Correct me if I'm wrong, OP...

These kids are Wed evening and EOW. That's visiting, imo.

Byefelicia's picture

Thank you everyone for your comments! I appreciate everyone's point of view. I have had a talk with my "fiancé " and he intends to make arrangements for their care for the time period in question. As for my situation, I will be moving with my family until I can get back to the place that I was before this man who never spoke of his children promised marriage and a house. Hopefully, I will be able to find another full-time job and save enough money for another home.
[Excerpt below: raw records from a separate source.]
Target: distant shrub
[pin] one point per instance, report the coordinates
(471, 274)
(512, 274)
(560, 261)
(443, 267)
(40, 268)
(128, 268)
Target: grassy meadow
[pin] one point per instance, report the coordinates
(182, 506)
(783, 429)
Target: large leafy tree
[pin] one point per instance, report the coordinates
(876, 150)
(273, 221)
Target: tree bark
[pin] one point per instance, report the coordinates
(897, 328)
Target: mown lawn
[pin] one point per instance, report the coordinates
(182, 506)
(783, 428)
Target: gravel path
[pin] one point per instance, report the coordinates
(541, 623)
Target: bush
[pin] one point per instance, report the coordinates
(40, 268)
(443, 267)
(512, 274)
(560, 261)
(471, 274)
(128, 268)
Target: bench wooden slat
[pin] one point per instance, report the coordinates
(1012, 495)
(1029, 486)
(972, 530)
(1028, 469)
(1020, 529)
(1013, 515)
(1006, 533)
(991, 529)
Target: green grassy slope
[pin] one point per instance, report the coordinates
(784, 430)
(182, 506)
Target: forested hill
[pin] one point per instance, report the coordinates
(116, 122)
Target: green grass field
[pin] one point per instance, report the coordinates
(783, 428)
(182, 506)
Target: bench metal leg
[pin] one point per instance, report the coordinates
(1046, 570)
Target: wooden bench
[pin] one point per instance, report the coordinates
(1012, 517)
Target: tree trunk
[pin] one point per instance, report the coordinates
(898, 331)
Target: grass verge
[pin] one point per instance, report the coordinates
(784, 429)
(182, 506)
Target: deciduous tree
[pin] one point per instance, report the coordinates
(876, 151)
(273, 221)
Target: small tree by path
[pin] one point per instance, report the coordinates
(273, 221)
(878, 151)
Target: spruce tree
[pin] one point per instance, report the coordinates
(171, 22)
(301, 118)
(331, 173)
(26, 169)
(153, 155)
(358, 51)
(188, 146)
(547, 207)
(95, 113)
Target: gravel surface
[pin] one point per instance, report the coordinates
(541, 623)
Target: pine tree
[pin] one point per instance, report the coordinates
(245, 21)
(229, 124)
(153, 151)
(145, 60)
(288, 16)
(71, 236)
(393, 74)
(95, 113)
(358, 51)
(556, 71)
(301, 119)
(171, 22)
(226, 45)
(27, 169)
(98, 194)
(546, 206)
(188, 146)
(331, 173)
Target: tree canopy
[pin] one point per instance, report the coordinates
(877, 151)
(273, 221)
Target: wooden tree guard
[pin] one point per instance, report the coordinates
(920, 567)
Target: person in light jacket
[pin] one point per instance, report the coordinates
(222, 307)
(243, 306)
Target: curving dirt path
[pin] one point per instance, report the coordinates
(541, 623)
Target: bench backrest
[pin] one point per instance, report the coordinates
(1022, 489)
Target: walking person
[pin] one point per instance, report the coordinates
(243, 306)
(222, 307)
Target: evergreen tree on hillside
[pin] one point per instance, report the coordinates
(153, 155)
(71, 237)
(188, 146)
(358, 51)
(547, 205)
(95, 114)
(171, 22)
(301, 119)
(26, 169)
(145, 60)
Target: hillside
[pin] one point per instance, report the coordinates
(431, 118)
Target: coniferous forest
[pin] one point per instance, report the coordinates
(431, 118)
It is so easy to start over completely these days isn't it? I swear after this experience of never ending court dates, court appointed psych evaluations, him constantly fighting on Our Family Wizard with his ex, boogers on the white walls of our home, kids saying they are going to find a gun and shoot their dad, I now declare myself a celibate hermit...

New_to_this's picture

Good for you! I started reading steptalk and other step parenting sites early in my relationship with DH. It seemed like many people were saying that a single person should not get into a relationship with someone with kids. I ignored the advice even though I was dealing with a ton of BM and stepkid drama. Even though things are better, I have a lot of resentment. And things being better doesn't mean a lot. I can't regret getting into my relationship because I have my son because of it, but I can't leave either. I don't trust SS and at least me being in the relationship means that I have an eye over SS and how he treats BS. It sucks being in a house with people/person that you dislike, but feeling like you have to is worse. Plus, if SS doesn't change, my son will be stuck with a brother that will be passive and plain out aggressive towards him. These were things that I didn't fully think about in the beginning.

Byefelicia's picture

I left my job because I moved to another state, not to be a stay at home mom to his children. I have tried everything to get a job this past year and had 0 offers. I only had a handful of interviews even after rewriting my résumé several times. I had 3 retail interviews where I was told that I am overqualified or I would get bored so they can't hire me...

Byefelicia's picture

Mustang2008, I have read your past comments now and see that you are drinking the stepmom of the year koolaid so I understand why you feel the need to attack someone who simply wanted some advice on coping until alternative arrangements can be made. I wish you good luck and great success in the future and I sincerely hope that you never experience even a fraction of what some of us have gone through. May CPS never visit your home and look into your refrigerator.